Unless you've been reselling IT kit in Outer Mongolia, it can hardly have escaped your attention that a lot of people have become excited about the application service provider (ASP) model in the past year.
After the inevitable hype, it is becoming clear that ASPs will play a crucial role in the channel over the next few years. But to what extent they will be involved, and how the model will fit into the channel, is still being discussed by the traditional players.
The debate was highlighted by James McNiel, senior vice president at investment firm Pequot Capital Management, at the recent PC Expo trade show in New York. In his keynote speech he said that growth in the number of ASPs that deal directly with software and hardware vendors could usurp distributors in their current channel role.
ASPs as the new channel
He claimed that distributors are "dead", and suggested that ASPs are becoming the new channel for software and services. He also said that the credit model which distributors provide would be obsolete under the ASP model because ASPs deal directly with the vendors. As a result, distributors will be faced with the choice of either becoming ASPs themselves or simply becoming obsolete warehouses.
According to McNiel, ASPs are also forcing change on software and hardware vendors. Because ASPs only buy new boxes as and when they sell new seats to customers, hardware suppliers will have to adjust their sales model to deal with this, while software vendors will need to adopt a subscription-based licensing model. They will also need to start developing robust, multi-user, scaleable applications as opposed to packages designed for individuals.
But Steve Raymund, chief executive at US distributor Tech Data, said he was "nonplussed" by McNiel's comments. "Our business, particularly in the US, continues to boom as we expand our customer base to include service providers in general and ASPs as well," he said. "The ASPs need to run their operations on something, and it's more efficient to source from us than directly from the vendor, just like resellers."
Preferring to simply keep his eye on the UK ASP market for the time being, Julian Klein, managing director at Computer 2000, Tech Data's UK arm, said: "In its purest form, distribution has not been about shifting boxes, it has been about adding value to a combination of the customers, the resellers and the vendors. We are talking about different ways to add value. If a chunk of the market moves towards ASPs then, almost certainly, we will be able to add value to that."
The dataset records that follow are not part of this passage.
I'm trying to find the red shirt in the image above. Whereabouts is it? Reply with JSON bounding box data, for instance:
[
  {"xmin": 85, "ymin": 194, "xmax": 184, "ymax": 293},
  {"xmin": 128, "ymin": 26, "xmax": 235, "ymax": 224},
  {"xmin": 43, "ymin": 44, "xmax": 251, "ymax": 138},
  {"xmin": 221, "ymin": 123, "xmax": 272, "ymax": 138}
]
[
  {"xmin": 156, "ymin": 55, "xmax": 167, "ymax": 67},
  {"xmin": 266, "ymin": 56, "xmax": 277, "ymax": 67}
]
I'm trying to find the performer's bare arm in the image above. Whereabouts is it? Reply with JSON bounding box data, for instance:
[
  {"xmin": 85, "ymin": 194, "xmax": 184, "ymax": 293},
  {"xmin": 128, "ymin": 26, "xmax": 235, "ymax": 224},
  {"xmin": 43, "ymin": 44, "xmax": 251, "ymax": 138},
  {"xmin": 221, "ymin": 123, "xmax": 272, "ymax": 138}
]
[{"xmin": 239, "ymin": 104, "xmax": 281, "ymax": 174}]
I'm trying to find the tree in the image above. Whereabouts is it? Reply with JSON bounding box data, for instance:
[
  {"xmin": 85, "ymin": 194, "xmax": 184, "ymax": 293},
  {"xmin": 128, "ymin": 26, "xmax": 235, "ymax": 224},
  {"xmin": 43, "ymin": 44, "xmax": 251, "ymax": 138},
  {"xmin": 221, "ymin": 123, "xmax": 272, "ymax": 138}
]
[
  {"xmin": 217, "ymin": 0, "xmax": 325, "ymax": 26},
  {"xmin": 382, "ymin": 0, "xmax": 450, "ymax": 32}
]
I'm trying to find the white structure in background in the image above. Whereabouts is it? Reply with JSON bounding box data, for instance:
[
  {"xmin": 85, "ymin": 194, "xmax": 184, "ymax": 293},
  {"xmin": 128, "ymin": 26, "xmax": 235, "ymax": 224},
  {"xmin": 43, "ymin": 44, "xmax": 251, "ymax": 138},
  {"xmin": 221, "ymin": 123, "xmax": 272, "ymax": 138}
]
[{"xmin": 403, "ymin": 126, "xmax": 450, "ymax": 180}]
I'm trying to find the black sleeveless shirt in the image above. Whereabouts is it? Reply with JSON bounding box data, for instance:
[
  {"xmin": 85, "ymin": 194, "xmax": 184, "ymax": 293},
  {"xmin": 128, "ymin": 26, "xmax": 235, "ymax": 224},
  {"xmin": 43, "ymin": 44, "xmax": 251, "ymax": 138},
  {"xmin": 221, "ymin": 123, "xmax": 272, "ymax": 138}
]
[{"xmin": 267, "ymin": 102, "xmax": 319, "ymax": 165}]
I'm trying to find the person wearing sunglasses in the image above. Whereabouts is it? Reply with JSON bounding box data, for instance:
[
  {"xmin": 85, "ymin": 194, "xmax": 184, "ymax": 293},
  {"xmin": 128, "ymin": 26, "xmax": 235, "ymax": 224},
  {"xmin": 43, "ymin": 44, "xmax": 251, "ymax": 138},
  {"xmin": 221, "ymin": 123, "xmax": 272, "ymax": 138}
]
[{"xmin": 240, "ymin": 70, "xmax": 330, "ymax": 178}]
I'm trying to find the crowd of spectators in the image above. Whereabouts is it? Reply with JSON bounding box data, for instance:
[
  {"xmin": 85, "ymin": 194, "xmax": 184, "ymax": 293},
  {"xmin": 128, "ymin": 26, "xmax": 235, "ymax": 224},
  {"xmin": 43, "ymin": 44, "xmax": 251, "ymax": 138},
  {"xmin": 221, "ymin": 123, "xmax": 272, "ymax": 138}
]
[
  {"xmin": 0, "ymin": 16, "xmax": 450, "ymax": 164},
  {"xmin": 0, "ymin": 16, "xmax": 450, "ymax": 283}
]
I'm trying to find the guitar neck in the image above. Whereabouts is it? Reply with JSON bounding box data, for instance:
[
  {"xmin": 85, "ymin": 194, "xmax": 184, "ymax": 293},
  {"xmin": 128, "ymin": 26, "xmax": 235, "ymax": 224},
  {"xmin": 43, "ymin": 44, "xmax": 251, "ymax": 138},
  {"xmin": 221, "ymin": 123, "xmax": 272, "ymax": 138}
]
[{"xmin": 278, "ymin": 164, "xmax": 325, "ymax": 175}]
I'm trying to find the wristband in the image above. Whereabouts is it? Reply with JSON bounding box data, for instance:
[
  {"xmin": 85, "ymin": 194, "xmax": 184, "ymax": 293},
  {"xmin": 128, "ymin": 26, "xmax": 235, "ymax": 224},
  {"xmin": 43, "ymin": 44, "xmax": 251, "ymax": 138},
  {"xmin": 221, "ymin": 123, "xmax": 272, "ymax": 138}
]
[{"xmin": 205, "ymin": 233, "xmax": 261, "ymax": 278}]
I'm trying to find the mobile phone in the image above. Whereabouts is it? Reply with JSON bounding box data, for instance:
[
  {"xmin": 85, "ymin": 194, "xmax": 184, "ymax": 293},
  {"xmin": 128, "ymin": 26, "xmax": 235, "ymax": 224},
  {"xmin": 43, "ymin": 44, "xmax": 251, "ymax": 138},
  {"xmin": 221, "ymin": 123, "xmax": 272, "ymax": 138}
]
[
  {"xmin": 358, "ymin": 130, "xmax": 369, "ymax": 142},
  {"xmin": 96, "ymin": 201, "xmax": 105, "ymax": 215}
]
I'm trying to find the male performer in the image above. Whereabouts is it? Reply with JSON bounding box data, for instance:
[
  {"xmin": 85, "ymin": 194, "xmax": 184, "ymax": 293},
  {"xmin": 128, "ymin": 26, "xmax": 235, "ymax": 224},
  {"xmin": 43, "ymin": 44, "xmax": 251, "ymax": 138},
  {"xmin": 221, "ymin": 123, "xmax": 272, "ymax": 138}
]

"Because of our existing relationship with vendors, and particularly our existing relationship with resellers, we can use economies of scale to drive some of the back-office functions that are going to be needed around ASPs," he added.
Embracing the ASP model
Under the ASP model, a service provider rents software to the customer, who typically pays a rental fee based on usage. The main benefit is that the burden of buying, upgrading and maintaining software is removed from the customer.
Software vendors have been falling over themselves in the rush to embrace the ASP model, so perhaps it was only a matter of time before some distributors felt it necessary to climb onto the bandwagon.
Microsoft certainly sees the ASP model as playing a big part in its future. It has made several large investments in ASP businesses, and has launched a hosted applications initiative with Cisco. It has also signed Ideal Hardware as its fourth distributor, attracted by Ideal's thinking on ASPs.
Adele Knox-Roberts, channel manager at Microsoft, said she was interested in Ideal's notions on subjects such as licensing. "We found it refreshing. [It was] talking about simplifying licensing," she said.
Although none of this means that Microsoft is looking for its distributors to adopt any particular model, Knox-Roberts was clear that hosting is the way forward. "All we can do is ensure that they are familiar with our plans and thinking," she said.
Analyst IDC has forecasted that ASP spending in western Europe is taking off, and will increase from $15m in 1999 to $850m by 2004.